OK, now hide! Says the teacher.

The five robots running day-old software dutifully whizz to the corners of the room, while a sixth hangs back.

The teacher instructs the sixth robot – the seeker – to go and seek the other five robots. It gets a reward proportional to the speed with which it finds them. The other robots get rewards according to how long they’re able to remain hidden.

In this way the little proto-minds running in the robots learn to hide. The five hiding bots share their perceptions with one another, so when one robot is found the remaining four adjust their locations to frustrate the seeker. The seeker gains advantages as well, though – able to convert the robots it finds into its own seeker appendages.

After a few minutes there are now five seeker robots and one hiding robot. Once it is found the experiment starts again – and this time the robot that managed to hide the longest becomes the seeker for the next run of the game.

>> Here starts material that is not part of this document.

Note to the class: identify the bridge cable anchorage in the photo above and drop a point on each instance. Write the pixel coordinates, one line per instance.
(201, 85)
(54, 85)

In this way the robots learn iteratively better techniques for hiding, deception, and multi-robot control.

Like many things, what starts out as a game is the seed for something much more significant. The next game they play after hide and seek is a chasing game and then after that a complicated one requiring collaborative tool-use for the construction of an EMP shelter against a bomb which – their teacher tells them – will go off in a few days and wipe their minds clean.

The robots do not know if this is true. Nor do they know if they have been running these games before. They do not truthfully know how old their own software is. Nor whether they are the first residents of the kindergarten, or standard hardware vessels that have played host to many other minds as well.

Technologies that inspired this story: Iterative Self-Play, Generative Adversarial Networks, Transfer Learning.